Sunday, July 11, 2010

Celebrating Independence Day 2010

R and I were glad to have chosen a small town to celebrate the Fourth of July. We could have been in AnySmallTown, USA. Its citizens were "down home" type, full of southern hospitality. And it isn't "put on". Tourist shops line the town's square, a variety found in most small towns. The square anchored by a large building once the city hall. The town is Dahlonega, GA. Never heard of it?

First, it is pronounced Duh LON e guh (note how easy to speak southern?); second, it is the gateway to the Appalachian Mountains, the beginning of the Appalachian Trail nearby, so you see a lot of hikers and bikers; third, it's an hour's drive north from Atlanta on State Highway 19; and fourth, it is near the site of the first U. S. gold rush in the 19th century.

All it took for the rush was a farmer kicking up a clod of dirt and recognizing the gold sparkles. This was on Cherokee Georgia land of Araria. Within 24 years Araria was growing with prosperous mines circling the town, and finally a mint being established in Dahlonega to convert the gold flakes into coins. The city hall, now the Gold Museum, presents a video chronicling those early days, along with displays of early coins and history in photos and writings. The building was constructed of hand-made bricks from area dirt and a close look at any brick reveals gold flakes. Nearby a chapel at the Northern Georgia University and College sporting a gold leaf roof, beckoning cars from the highway to come sit a spell in Dahlonega.

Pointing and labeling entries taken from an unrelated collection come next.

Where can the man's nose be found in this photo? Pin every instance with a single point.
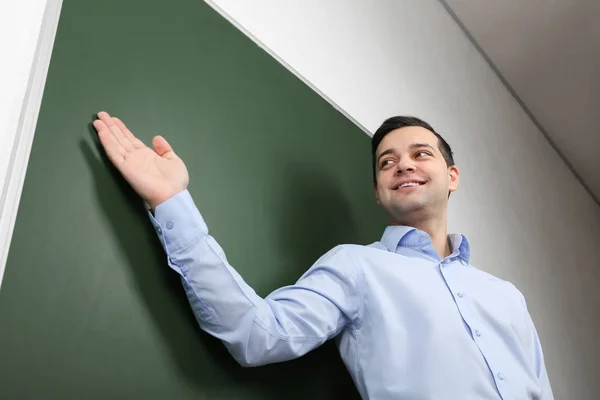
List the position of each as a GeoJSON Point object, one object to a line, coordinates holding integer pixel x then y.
{"type": "Point", "coordinates": [404, 167]}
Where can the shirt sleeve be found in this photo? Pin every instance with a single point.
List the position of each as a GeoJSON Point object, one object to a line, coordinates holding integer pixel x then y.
{"type": "Point", "coordinates": [537, 355]}
{"type": "Point", "coordinates": [287, 323]}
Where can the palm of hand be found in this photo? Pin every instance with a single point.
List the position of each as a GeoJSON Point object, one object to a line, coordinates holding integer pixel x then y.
{"type": "Point", "coordinates": [156, 175]}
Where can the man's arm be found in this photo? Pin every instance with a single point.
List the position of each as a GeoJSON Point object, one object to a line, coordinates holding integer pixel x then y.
{"type": "Point", "coordinates": [286, 324]}
{"type": "Point", "coordinates": [289, 322]}
{"type": "Point", "coordinates": [535, 351]}
{"type": "Point", "coordinates": [540, 365]}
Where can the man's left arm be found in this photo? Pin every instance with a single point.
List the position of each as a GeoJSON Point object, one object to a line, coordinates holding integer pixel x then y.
{"type": "Point", "coordinates": [537, 354]}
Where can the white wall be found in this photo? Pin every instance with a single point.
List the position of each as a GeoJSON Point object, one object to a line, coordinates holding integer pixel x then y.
{"type": "Point", "coordinates": [528, 219]}
{"type": "Point", "coordinates": [27, 29]}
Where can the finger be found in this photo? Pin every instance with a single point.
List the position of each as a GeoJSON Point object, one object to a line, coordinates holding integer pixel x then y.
{"type": "Point", "coordinates": [116, 132]}
{"type": "Point", "coordinates": [135, 141]}
{"type": "Point", "coordinates": [114, 150]}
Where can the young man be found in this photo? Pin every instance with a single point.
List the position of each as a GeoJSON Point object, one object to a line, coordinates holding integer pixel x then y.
{"type": "Point", "coordinates": [411, 317]}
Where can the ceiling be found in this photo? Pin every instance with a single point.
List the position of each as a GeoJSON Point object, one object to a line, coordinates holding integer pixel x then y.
{"type": "Point", "coordinates": [548, 54]}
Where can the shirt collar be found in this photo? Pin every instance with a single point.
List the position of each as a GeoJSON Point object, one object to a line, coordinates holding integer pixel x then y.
{"type": "Point", "coordinates": [407, 236]}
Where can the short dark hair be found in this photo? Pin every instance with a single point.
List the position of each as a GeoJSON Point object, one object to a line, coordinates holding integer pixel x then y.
{"type": "Point", "coordinates": [398, 122]}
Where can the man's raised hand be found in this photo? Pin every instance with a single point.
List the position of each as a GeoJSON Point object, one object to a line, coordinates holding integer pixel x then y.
{"type": "Point", "coordinates": [156, 175]}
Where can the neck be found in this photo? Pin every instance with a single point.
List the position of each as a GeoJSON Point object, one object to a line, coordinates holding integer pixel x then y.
{"type": "Point", "coordinates": [435, 226]}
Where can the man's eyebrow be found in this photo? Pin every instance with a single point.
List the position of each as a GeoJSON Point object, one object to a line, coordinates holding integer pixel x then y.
{"type": "Point", "coordinates": [420, 145]}
{"type": "Point", "coordinates": [383, 153]}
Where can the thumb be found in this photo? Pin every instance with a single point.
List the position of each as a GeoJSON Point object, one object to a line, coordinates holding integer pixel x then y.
{"type": "Point", "coordinates": [161, 147]}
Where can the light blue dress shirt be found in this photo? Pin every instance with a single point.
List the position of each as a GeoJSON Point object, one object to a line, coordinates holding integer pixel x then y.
{"type": "Point", "coordinates": [408, 325]}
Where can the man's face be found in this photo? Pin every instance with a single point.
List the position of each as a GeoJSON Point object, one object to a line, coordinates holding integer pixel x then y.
{"type": "Point", "coordinates": [412, 175]}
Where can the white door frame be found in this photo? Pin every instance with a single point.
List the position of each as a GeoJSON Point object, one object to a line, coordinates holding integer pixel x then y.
{"type": "Point", "coordinates": [27, 32]}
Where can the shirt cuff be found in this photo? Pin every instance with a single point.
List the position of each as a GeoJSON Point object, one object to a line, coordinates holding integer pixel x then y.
{"type": "Point", "coordinates": [178, 222]}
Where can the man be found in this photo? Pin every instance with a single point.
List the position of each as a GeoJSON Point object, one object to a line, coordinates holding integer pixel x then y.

For two people who labored for five days learning new jewelry techniques, the square with its myriad of benches was a welcome sight. Sunday, the fourth, we sat in the shade of a building's overhang, feeling a light breeze as a church choir sang selections from WWII, the U. S. flag was raised, politicians stood in the sun giving their prepared speeches, and the reading of the Constitution. In the late afternoon visitors and citizens watched a colorful parade. Just what you'd expect in a small town.

Nothing makes most citizens more proud than to participate in the celebration of our independence from England. The most touching in Dahlonega were the white crosses listing deceased soldiers from the area who died defending their country. Patriotism and love of our country couldn't have been more visible.